Recurrence and prevention
Several studies suggest that a high proportion of cellulitis sufferers develop recurrent episodes, especially those with untreated predisposing factors. Venous insufficiency has been reported to be the commonest predisposing factor and lymphoedema is the most important risk factor in the development of recurrent cellulitis — each episode of cellulitis adds to the lymphatic damage. Opinion is divided on prophylaxis in patients with recurrent episodes. CREST guidelines recommend antibiotic prophylaxis for one to two years for patients with two or more previous episodes of cellulitis at the same site within a year. Case series have reported benefit from prophylaxis with low dose penicillin V or erythromycin in penicillin-allergic patients (both typically 250mg bd) or with intermittent IM depot penicillin. UCLH guidelines recommend 500mg penicillin od (or 1g if >75kg) with halving of the dose after a year or clarithromycin 250mg od (rather than erythromycin due to its improved tolerability). However early patient-initiated treatment rather than long-term prophylaxis may be preferable. Self-care advice can support prevention, for example, stressing the importance of good hygiene. Any of the following recommendations can be made:
- Treat any breaks in the skin promptly because they are a portal of entry for bacteria.

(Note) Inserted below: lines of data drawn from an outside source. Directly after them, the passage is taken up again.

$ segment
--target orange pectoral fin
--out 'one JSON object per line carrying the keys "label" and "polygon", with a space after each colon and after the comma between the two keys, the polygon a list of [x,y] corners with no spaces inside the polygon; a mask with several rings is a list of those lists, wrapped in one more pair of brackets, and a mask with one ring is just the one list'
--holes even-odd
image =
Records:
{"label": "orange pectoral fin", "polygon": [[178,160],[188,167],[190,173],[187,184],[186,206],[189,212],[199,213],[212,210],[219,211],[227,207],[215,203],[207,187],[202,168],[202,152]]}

- Use emollients to prevent dry skin and cracking and eczema and, where appropriate, treat flares with steroid creams.
- Treat athlete’s foot (appropriate antifungal agents include clotrimazole 1 per cent cream for at least two weeks or oral griseofulvin or terbinafine, usually for six weeks depending on the site of infection).
- Wash hands frequently with soap and water or alcohol based hand gels, especially after touching infected skin or wound bandages.
- Bathe regularly.
- Keep any draining wounds covered with clean, dry bandages.
- Do not share personal items (eg, razors, towels or clothing before washing).
- Avoid shaving and other forms of hair removal that irritate skin.
- Wash clothing, sheets, and towels in hot water.
- Keep all personal sports clothing and equipment clean.
- Lose weight and exercise (for obese patients).